Over the course of a 162 game baseball season, the best teams will lose about a third of the games they play. The Boston Red Sox and Cleveland Indians both had the best overall records during the regular season and both lost 66 games apiece. The worst teams will also manage to win about a third of their games. The Tampa Bay Devil Rays had the worst overall record in the major leagues this year and finished 30 games out of first place in their division and yet still managed to win 66 games. The key difference between being a World Series Champion and finishing in the basement is how the team does in the other third of their games.

Presidential politics is similar in that both the Republicans and Democrats manage to each get about 40-45% of the overall votes in a given election. Unless there is a viable third party candidate capable of siphoning off large amounts of votes from one or both parties (think Ross Perot in 1992) or someone who can alter the outcome in a key state or two (Ralph Nader in Florida in 2000) someone has to be able to capture the majority of the 10 to 20% of the votes that are routinely up for grabs. These are the so-called independent or “swing” votes because they do not consistently vote for a single party regardless of the candidate that party has put forward.

Already we see the dynamic of party politics at work. For many Democrats, it doesn’t matter who their nominee is as long as the Republicans are defeated. By the same token, the priority for Republicans is holding onto the White House and has less (at least at this stage) about who the nominee will be. When the Republican┬ácandidates started focusing on Hillary Clinton as the target of criticism rather than their fellow Republicans, it was clear that this dynamic was at work.

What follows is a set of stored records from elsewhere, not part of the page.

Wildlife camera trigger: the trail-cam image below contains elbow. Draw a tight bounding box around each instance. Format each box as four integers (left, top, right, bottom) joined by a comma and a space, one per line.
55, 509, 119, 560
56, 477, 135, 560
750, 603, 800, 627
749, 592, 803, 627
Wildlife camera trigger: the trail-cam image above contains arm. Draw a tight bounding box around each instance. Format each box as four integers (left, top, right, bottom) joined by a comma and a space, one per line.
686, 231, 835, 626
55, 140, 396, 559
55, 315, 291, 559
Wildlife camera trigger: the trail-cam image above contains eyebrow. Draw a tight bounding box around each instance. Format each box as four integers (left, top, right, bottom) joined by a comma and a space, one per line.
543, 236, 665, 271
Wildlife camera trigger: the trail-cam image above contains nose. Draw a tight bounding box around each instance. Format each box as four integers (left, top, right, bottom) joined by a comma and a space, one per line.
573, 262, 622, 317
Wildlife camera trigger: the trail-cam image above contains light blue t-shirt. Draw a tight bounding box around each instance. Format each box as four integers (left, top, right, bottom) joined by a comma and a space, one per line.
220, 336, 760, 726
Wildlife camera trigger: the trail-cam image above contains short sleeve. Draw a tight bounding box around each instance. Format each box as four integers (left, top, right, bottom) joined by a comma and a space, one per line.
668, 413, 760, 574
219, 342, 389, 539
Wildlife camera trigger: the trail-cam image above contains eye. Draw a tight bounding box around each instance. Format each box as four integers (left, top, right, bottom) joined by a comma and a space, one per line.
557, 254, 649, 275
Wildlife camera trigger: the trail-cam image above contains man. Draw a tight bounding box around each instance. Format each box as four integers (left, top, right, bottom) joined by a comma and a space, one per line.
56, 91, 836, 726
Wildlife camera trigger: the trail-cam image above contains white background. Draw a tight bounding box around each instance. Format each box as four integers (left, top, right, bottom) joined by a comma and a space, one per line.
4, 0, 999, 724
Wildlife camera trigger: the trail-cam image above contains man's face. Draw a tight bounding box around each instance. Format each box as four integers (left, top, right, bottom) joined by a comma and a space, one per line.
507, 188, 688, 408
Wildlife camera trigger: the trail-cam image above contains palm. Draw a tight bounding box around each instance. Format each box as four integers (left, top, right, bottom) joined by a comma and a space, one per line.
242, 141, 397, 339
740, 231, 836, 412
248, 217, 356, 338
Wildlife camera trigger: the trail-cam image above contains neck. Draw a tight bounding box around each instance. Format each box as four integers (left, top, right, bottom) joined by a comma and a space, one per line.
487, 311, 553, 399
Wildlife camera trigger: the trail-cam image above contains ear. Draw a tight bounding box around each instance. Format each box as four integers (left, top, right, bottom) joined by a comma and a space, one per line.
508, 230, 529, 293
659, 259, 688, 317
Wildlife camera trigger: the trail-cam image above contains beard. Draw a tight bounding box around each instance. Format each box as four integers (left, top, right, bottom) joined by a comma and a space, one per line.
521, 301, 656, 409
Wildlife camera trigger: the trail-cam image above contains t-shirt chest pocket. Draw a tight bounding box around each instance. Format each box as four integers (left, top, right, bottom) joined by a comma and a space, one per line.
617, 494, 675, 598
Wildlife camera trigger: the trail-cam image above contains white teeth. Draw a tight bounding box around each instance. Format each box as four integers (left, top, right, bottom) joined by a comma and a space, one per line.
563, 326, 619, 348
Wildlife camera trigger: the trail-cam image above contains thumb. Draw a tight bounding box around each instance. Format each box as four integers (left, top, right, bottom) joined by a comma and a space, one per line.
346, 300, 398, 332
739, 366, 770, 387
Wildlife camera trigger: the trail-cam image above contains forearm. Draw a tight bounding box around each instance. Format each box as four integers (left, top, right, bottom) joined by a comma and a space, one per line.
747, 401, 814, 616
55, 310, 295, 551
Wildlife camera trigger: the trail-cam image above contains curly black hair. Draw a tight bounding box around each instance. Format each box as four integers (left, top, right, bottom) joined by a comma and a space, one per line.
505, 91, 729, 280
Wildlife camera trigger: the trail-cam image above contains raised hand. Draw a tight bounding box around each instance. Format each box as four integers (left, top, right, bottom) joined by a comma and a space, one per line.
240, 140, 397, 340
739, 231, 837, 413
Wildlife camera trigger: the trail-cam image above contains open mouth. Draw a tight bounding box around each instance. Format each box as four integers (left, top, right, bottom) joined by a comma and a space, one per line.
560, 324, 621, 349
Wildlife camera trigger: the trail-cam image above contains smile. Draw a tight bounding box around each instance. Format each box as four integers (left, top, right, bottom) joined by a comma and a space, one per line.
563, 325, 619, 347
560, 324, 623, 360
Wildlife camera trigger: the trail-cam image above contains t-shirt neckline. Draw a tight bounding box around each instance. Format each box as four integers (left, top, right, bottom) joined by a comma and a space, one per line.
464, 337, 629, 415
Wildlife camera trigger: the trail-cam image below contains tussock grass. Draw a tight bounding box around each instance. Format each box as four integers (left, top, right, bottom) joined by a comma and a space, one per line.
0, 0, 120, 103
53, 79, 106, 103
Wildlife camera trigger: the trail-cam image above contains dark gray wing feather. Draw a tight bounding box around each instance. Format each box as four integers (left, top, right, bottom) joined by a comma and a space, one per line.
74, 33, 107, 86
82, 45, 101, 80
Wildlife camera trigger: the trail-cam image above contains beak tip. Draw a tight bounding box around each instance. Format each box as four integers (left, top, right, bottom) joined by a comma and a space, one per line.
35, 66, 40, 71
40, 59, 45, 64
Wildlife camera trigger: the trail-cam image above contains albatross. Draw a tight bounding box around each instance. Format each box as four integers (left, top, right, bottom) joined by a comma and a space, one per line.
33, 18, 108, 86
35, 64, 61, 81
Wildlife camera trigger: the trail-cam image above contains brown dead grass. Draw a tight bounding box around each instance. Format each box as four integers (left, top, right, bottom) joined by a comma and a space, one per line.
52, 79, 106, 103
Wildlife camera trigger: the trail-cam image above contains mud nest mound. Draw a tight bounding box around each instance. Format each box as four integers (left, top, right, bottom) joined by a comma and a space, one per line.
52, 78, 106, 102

This begs the question of what it will take to win the 2008 election. What will be the issues that will decide who is victorious next November? In reviewing all the issues that have been discussed so far (and as Michael Barone points out a debate about issues has definitely been lacking to date) it seems to me that this election will boil down to three major areas of concern.

1. The Global War on Terror

According to the Democrats, the 2006 Congressional election was about changing the direction (i.e., withdrawing) in Iraq. But after no fewer than 40 attempts to cut off funding the war, Democrats have failed to change the course. Instead, the President changed the military strategy and as a result the situation is improving. But other threats such as Iran loom on the horizon. Americans seem to have a better understandng that this war is unlike any other that we have previously fought. In order to remain safe, we have to continue to remain on the offensive. Therefore, any President is going to have to have a coherent strategy for continuing to prosecute the war on terror beyond the stabilization of Iraq.

2. Immigration

As Hillary Clinton learned the hard way, immigration is a big issue. It goes hand-in-hand with the war on terrorism as we need to know who is in the country and why. It’s also a thorny issue as voters are becoming touchy about whether to offer government benefits and services to immigrants especially if they are here illegally. Neither party has fully developed a comprehensive position on immigration and this is one area where there is tremendous opportunity to appeal to swing voters.

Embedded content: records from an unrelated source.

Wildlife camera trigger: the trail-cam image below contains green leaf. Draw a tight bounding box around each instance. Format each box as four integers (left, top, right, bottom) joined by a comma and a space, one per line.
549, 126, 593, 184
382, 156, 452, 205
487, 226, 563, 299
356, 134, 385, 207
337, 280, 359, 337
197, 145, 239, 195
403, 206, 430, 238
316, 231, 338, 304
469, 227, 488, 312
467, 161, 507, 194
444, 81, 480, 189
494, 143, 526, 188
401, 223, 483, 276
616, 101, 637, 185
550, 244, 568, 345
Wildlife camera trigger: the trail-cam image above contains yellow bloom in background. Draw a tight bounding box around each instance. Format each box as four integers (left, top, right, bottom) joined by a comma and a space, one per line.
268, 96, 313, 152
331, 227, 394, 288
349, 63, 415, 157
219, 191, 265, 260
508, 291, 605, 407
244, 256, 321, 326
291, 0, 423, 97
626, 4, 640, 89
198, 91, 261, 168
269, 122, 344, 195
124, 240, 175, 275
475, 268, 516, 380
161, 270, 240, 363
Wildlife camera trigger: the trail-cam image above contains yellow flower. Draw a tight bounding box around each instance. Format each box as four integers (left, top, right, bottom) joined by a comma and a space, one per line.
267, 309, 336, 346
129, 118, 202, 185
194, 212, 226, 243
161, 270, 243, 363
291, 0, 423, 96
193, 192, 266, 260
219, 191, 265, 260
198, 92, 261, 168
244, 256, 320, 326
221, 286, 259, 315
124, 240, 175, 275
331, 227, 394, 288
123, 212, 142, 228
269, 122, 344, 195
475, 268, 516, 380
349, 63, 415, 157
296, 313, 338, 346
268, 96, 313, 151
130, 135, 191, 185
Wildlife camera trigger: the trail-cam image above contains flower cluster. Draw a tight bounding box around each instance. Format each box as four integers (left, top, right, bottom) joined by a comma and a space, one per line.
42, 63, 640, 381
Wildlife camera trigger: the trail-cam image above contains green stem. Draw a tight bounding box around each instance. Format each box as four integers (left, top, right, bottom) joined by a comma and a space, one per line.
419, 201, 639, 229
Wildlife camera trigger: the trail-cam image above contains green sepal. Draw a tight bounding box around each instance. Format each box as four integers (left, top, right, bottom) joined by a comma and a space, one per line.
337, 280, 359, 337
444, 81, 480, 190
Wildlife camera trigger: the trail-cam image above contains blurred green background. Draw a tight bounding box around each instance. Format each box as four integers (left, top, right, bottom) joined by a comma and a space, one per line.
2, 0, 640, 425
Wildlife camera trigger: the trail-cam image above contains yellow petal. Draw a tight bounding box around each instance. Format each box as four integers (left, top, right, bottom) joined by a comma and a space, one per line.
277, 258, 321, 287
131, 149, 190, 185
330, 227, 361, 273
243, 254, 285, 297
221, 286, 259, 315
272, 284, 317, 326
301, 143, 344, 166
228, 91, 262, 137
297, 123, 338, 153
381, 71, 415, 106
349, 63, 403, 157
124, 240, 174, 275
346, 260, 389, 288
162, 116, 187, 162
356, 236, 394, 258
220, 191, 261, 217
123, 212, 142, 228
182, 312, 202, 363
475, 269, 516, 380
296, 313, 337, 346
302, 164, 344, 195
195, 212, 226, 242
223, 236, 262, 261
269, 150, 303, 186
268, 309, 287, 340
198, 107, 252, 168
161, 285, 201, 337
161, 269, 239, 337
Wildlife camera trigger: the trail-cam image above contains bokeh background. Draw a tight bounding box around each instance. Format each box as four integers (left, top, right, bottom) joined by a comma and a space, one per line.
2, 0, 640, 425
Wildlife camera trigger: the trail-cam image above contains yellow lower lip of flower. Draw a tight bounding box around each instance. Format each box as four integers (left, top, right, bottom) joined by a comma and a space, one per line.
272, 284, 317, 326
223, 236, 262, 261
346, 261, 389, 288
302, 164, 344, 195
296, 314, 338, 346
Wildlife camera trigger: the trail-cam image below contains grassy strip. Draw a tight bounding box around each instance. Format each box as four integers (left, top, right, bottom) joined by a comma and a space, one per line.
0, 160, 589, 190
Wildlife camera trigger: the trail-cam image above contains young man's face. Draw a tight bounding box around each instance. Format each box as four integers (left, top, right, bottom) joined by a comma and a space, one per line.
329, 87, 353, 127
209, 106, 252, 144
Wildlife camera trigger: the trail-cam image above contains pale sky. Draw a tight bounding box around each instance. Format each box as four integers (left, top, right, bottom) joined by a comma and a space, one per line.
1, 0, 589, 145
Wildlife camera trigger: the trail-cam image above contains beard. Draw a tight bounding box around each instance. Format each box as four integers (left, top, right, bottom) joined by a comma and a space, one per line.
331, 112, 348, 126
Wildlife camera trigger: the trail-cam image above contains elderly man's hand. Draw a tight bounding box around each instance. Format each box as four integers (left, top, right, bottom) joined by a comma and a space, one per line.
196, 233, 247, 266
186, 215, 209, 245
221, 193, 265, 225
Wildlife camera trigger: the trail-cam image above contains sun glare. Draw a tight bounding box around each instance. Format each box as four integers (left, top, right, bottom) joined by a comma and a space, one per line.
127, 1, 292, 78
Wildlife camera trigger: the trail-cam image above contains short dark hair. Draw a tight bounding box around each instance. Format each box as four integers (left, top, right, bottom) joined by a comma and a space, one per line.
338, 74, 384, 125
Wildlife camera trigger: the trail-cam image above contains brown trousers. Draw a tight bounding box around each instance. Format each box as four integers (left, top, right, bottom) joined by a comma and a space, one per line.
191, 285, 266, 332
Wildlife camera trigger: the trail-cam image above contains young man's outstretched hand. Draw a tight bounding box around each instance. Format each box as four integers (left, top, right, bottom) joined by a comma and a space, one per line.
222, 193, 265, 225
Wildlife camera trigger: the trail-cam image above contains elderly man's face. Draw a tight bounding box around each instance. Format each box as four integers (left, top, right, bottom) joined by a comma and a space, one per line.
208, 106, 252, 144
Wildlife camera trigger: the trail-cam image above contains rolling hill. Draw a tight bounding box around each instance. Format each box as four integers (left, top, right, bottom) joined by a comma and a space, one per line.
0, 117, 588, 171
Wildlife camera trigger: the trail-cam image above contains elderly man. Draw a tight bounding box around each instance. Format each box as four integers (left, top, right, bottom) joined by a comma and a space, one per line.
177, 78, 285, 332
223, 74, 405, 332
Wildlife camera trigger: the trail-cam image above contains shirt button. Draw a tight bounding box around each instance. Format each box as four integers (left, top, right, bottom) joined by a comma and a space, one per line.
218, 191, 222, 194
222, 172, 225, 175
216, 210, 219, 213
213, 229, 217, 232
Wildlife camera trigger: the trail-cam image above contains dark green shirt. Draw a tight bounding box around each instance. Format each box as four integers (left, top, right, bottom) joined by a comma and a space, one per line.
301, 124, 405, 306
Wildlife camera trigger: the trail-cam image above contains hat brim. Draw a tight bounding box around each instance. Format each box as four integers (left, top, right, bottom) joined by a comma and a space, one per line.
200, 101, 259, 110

3. The Role and Size of Government

This has been an area where the two parties have traditionally been able to stake out differences. But recent big spending by President Bush and the Republican Congress (when they were in charge 2000 to 2006) has made Republicans as much the party of big government as Democrats. But there are still a wide range of issues (taxes, climate change regulation and government role in health insurance, to name a few) that the parties have an opportunity to stake out positions on that will provide a sense of choice for voters. With the recent debates within Republican circles over federalism it is clear that they are still trying to map out a coherent vision of what the role of government should be.

It may not be until after the nominations are sown up that we start to see a real debate over issues. But don’t be surprised if these issues aren’t at the top of the candidates’ agendas by next summer.